Connecticut Florists Association Executive Director Bob Heffernan, who owned a flower shop for 19 years, says marketing to youths has been largely ignored over the past generation but is an area in which local florists can quickly make up ground. He suggests helping high schools with flower sales, participating in prom fashion shows or considering yearly direct-mail fliers highlighting kid-friendly arrangements. The association partnered with the Flower Promotion Organization to teach Girl Scouts flower arranging. Florists can set up similar events with local troops. “Even a 10-year-old today is a flower consumer in six years,” Mr. Heffernan says.

Mr. Phillip likens the Internet today to 800 numbers. A few retailers made a significant national presence for themselves when the new technology was in its infancy, but it eventually grew to be just a standard cost of doing business for the average retailer.
“If you opened a flower shop today and bought an 800 number, your goal would not be to spend $10 million advertising it nationally and compete with the top 800-number florists. It’s just too late, and the same is true of the Internet now,” he says.
While several of the retailers have a share of nationwide business because of their longevity and the mobility of their customers, most characterized their Web sites as a way to better serve their core local customers. Penny Coley, owner of Flowers by Coley in San Diego, Calif., compared it to Yellow Pages advertising, of which she is doing less these days. As more time-pressed consumers turn online, the Internet is, for some retailers, a way to recapture that lost foot traffic.
Mr.
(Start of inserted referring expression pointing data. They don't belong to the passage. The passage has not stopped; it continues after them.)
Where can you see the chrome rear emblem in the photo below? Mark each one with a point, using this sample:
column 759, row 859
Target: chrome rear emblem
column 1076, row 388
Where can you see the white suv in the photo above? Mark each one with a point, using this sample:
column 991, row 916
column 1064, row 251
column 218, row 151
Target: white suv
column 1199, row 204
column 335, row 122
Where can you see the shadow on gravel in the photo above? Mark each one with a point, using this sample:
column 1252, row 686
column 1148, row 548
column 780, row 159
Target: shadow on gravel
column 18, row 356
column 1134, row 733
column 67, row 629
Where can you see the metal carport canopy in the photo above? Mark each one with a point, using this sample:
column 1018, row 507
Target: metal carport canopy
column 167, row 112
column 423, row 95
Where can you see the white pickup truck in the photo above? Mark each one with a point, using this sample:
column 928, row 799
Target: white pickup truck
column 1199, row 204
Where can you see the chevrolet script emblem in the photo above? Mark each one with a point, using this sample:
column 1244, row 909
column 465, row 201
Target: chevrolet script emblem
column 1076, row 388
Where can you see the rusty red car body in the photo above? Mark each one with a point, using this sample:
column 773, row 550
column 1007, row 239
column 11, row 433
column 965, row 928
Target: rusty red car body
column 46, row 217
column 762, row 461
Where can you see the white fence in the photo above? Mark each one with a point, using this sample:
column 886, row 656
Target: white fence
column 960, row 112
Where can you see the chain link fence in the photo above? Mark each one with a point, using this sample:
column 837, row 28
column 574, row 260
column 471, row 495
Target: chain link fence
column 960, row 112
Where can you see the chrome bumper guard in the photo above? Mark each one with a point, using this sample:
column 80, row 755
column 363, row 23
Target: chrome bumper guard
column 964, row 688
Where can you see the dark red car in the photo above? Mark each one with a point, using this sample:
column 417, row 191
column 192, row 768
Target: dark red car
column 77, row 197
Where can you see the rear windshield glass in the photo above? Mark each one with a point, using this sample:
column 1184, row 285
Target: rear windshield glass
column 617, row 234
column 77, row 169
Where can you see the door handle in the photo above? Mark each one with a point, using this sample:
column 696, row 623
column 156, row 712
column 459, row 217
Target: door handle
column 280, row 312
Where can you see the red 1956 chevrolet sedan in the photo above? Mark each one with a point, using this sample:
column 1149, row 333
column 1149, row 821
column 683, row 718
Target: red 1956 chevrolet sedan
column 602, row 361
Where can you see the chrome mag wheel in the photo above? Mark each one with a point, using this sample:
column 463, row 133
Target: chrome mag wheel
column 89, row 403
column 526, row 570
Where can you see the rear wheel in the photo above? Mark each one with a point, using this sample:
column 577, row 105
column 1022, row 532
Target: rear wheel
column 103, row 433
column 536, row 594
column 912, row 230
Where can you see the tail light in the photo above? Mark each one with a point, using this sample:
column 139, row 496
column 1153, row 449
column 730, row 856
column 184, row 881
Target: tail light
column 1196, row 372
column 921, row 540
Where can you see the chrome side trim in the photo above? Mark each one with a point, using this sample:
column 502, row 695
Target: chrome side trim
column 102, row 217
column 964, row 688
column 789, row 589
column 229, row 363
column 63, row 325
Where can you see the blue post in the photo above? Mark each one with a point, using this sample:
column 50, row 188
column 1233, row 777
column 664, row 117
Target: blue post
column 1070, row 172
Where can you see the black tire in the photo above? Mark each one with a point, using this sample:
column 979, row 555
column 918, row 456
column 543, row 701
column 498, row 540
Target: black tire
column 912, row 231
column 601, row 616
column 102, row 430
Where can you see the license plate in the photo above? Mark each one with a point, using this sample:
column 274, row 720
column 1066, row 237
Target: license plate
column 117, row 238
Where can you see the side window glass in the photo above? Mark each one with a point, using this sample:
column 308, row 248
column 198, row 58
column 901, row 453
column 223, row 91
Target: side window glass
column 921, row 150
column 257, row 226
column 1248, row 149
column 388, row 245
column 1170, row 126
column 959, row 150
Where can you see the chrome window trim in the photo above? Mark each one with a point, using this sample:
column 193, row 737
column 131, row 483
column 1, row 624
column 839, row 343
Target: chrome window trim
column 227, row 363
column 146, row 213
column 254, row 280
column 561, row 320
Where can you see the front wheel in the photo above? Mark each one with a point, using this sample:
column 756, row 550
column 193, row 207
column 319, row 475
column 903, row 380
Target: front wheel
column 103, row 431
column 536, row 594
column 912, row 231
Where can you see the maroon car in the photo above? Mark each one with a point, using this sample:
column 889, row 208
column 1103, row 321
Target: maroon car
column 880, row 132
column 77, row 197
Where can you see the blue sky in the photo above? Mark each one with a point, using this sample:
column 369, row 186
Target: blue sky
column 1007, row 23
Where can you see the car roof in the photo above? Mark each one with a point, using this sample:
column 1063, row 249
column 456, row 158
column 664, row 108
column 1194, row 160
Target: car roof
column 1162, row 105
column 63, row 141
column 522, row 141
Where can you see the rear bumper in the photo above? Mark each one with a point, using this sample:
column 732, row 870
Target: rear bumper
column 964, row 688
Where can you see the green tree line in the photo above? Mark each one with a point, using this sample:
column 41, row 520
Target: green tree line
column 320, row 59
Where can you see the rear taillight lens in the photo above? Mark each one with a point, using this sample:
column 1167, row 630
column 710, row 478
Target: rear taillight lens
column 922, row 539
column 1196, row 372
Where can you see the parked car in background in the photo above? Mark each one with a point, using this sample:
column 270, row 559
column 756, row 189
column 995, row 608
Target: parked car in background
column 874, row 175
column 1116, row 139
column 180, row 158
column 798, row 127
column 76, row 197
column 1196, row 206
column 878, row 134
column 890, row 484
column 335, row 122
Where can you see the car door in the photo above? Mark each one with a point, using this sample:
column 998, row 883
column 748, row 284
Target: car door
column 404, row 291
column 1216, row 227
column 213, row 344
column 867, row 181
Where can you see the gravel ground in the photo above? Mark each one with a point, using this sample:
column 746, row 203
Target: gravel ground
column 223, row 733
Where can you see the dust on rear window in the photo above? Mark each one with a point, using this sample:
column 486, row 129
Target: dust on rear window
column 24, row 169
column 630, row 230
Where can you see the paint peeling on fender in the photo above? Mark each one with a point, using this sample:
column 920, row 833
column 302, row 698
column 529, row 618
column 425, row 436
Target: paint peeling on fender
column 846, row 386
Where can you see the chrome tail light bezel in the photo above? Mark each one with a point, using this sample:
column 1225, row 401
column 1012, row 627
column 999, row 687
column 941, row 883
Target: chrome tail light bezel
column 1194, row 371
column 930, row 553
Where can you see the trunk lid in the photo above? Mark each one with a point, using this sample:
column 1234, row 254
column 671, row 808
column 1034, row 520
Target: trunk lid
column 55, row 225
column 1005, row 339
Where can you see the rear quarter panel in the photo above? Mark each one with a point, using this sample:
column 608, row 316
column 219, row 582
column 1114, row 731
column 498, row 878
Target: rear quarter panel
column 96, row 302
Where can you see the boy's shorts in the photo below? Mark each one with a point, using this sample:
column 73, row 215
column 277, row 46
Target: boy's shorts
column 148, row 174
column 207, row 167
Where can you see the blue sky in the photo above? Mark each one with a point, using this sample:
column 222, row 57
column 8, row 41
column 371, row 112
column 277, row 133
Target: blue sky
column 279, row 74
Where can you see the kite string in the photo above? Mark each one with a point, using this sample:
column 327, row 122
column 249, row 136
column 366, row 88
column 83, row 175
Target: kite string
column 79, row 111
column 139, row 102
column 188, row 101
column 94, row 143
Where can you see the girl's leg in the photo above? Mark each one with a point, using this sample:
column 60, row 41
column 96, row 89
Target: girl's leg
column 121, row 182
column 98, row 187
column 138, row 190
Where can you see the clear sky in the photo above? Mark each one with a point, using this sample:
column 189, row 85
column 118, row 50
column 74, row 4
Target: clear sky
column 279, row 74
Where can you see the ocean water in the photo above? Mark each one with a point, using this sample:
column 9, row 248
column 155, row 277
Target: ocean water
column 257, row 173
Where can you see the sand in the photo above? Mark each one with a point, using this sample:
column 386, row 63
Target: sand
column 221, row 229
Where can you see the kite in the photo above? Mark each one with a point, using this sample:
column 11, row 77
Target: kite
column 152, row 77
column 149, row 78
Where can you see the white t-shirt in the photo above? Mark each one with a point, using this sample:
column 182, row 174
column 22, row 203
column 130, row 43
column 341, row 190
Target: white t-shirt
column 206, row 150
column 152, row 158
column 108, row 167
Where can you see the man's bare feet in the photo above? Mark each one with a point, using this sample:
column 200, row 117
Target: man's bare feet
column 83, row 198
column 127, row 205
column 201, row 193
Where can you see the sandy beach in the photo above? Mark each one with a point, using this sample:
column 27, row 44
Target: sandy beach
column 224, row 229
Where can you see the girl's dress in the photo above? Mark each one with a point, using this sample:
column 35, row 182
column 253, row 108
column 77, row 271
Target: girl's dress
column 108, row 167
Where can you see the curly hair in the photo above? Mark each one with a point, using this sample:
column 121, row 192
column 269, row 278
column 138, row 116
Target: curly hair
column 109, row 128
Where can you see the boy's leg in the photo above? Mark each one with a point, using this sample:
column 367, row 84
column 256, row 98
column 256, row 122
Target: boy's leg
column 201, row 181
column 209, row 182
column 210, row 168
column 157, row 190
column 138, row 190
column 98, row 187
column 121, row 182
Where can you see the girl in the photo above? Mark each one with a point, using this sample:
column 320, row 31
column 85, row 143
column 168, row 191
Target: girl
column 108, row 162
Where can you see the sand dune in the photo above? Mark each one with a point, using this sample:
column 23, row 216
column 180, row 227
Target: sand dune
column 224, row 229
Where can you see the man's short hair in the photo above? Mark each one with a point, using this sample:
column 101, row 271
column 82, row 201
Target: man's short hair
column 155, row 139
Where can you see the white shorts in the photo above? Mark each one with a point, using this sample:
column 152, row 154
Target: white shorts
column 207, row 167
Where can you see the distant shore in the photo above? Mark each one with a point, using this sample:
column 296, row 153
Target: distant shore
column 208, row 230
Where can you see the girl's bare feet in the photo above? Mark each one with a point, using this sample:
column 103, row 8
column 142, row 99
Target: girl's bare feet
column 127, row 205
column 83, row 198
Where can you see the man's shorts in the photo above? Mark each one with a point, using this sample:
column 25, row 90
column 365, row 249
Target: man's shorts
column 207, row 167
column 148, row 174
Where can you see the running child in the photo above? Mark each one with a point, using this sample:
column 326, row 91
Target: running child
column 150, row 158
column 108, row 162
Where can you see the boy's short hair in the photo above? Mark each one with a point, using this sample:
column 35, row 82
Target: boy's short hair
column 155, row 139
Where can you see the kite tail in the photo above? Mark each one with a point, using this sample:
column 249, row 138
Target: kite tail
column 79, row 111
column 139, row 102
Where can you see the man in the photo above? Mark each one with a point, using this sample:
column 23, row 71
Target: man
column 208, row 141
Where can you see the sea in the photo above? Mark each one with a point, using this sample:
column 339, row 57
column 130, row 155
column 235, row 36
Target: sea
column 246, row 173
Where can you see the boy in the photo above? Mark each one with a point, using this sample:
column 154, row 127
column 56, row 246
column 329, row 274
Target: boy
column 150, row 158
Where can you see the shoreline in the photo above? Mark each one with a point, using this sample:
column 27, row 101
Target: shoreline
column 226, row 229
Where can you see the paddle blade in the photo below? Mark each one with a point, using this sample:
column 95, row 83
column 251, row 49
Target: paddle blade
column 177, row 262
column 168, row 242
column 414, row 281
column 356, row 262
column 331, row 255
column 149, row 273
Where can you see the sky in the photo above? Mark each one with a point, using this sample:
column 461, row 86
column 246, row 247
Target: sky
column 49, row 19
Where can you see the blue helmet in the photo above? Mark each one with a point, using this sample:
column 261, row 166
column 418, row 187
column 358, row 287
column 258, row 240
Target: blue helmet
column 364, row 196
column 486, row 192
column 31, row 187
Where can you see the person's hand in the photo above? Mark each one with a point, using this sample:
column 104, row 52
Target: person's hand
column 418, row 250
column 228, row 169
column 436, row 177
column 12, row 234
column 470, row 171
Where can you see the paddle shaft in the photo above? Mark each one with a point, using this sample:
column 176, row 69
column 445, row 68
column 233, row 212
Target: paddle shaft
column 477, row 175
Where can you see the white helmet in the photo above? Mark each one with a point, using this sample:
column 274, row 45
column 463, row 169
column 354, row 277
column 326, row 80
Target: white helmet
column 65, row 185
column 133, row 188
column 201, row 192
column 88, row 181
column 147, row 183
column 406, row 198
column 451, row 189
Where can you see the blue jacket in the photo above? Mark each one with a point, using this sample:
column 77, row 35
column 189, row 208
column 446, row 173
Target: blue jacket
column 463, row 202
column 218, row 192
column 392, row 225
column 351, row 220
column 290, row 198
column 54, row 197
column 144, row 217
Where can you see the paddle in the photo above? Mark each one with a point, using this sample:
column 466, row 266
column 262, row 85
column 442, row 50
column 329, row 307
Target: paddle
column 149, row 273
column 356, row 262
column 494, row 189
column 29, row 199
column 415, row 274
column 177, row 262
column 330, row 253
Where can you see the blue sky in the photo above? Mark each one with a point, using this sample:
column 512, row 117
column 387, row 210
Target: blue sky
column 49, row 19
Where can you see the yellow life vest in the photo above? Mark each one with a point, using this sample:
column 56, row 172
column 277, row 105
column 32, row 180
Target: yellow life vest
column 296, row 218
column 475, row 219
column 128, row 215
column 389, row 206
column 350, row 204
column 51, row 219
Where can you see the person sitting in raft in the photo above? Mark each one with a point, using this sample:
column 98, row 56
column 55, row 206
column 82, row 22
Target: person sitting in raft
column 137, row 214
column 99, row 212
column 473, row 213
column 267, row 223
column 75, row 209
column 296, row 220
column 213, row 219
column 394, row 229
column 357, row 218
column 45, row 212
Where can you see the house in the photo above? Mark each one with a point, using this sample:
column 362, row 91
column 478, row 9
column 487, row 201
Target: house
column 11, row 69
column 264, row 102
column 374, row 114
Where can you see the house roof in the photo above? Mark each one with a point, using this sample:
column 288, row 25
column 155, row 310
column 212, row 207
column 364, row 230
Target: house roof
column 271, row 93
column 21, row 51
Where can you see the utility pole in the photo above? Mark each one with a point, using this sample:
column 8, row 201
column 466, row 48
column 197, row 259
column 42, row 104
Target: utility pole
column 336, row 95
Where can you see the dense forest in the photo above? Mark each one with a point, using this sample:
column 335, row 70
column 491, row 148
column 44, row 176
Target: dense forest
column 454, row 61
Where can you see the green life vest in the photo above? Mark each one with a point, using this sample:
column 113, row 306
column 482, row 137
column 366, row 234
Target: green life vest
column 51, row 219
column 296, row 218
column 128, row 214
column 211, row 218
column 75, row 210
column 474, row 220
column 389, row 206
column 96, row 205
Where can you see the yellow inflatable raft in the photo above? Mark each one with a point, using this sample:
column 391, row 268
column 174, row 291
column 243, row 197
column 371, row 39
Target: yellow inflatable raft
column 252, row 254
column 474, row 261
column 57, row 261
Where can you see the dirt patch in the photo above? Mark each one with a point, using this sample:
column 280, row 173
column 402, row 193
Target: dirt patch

Royer says his Internet sales continue to increase. He attributes part of that to an increased marketing focus and promotion of online specials, but he acknowledges some of those sales are tradeoffs from his walk-in or phone customers. “But you can’t worry about that,” he says. “You’ve just got to get them accustomed to doing business with you in that channel.”
One exception to the local focus is Cactus Flower, whose online arm includes Flowershop.com. For Valentine’s Day, a nationwide advertising blitz on 14 XM satellite radio stations generated a good response, Mr. Luoma says. He expects sales from Flowershop.com, which was purchased in late 2002, to surpass Cactus Flower sales this year.

Like so many in the industry, these retailers say they are just trying to stay ahead of the changes. And a spirit of optimism was common among their comments.
“We definitely do not have it figured out,” says Mr. Phillip. “We just see the trends, and we’re mindful that these changes aren’t right or wrong, they’re just happening. Our job is to find the best way to respond to them and find opportunities in them rather than looking at them as hopeless disasters.”
Mr. Luoma observes, “There certainly will always be a need for flower shops. You’ll see the numbers change, and you’ll see concentration change, but it’s an industry that no other can duplicate.”